I have a list of floats that I want to compare to other lists and get the similarity ratio in python :
The list that I want to compare:
[0.0000,0.0003,-0.0001,0.0002, 0.0001,0.0003,0.0000,0.0000, -0.0002,0.0002,-0.0002,0.0002, 0.0000,0.0000,-0.0002,0.0000, 0.0000,0.0000,-0.0002,-0.0001]
One of the other lists:
[0.0000,0.0002,0.0000,0.0001, 0.0003,0.0005,0.0000,0.0000, 0.0001,0.0003,-0.0001,0.0002, 0.0002,0.0003,-0.0001,0.0002, 0.0002,0.0005,-0.0010,0.0000]
I tried converting them to strings and using fuzzywyzzy library, python-Levenshtein and difflib to compare the strings and get a ratio, but this does not give me the results that I want and they are very slow. I searched and can't find anything about this.
What is the best way to compare 2 lists of floats ?
I am asking to know whether there is a native way to compare float lists for similarity or a library that does the job, like the many examples of string comparison.
The question is no exactly clear in my oppinion, nevertheless you could see if the following approach helps you:
import numpy as np
l1 = np.array([0.0000,0.0003,-0.0001,0.0002, 0.0001,0.0003,0.0000,0.0000, -0.0002,0.0002,-0.0002,0.0002, 0.0000,0.0000,-0.0002,0.0000, 0.0000,0.0000,-0.0002,-0.0001])
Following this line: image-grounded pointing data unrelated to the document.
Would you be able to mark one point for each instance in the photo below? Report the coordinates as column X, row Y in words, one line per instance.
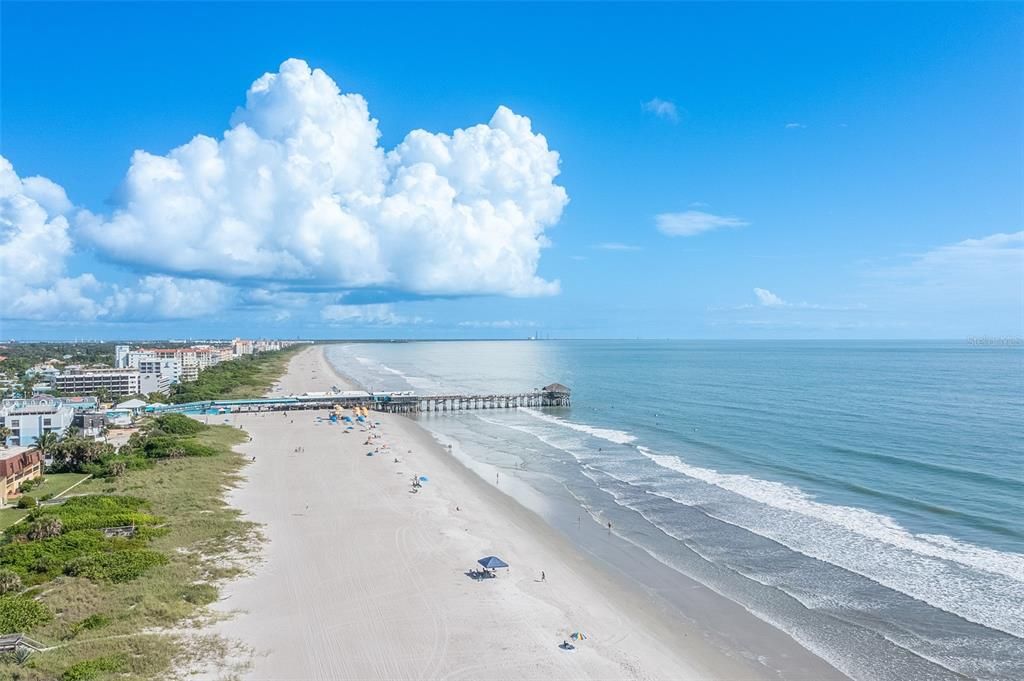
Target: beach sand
column 361, row 579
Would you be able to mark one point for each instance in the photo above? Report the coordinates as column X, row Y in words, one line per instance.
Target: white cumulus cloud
column 662, row 109
column 690, row 223
column 769, row 299
column 373, row 314
column 299, row 192
column 160, row 297
column 35, row 248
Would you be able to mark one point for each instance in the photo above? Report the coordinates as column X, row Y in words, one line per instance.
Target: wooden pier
column 551, row 395
column 555, row 394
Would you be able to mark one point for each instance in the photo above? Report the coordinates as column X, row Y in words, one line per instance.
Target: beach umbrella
column 492, row 562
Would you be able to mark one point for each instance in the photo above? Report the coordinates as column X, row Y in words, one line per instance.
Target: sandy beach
column 361, row 579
l2 = np.array([0.0000,0.0002,0.0000,0.0001, 0.0003,0.0005,0.0000,0.0000, 0.0001,0.0003,-0.0001,0.0002, 0.0002,0.0003,-0.0001,0.0002, 0.0002,0.0005,-0.0010,0.0000])
mse1 = ((l1 - l2)**2).mean()
# Out[180]: 6.699999999999999e-08
l1 = np.array([0.0000,0.0003,-0.0001,0.0002, 0.0001,0.0003,0.0000,0.0000, -0.0002,0.0002,-0.0002,0.0002, 0.0000,0.0000,-0.0002,0.0000, 0.0000,0.0000,-0.0002,-0.0001])
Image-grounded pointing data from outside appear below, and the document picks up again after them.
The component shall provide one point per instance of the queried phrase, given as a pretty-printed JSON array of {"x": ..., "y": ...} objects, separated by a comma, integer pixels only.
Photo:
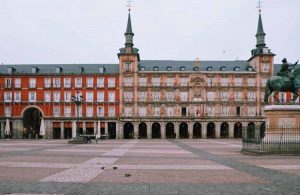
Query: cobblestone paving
[{"x": 143, "y": 167}]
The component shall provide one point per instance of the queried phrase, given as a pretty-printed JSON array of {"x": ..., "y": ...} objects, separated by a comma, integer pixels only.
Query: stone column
[{"x": 62, "y": 130}]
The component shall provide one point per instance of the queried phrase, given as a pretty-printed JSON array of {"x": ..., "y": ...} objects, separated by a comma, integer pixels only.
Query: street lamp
[{"x": 78, "y": 100}]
l2 = np.array([1.0000,1.0002,1.0000,0.0001, 0.0003,0.0005,0.0000,0.0000, 0.0001,0.0003,-0.0001,0.0002, 0.0002,0.0003,-0.0001,0.0002, 0.0002,0.0005,-0.0010,0.0000])
mse2 = ((l1 - l2)**2).mean()
# Out[180]: 0.15000006700000001
mse1 < mse2
# Out[187]: True
You won't get a value between 0 and 1 but you can compare the results, and more identical they are the more they approach 0. mse stands for mean squared error. But there are a lot more metrics which could be relevant to you, like msle, mae, etc.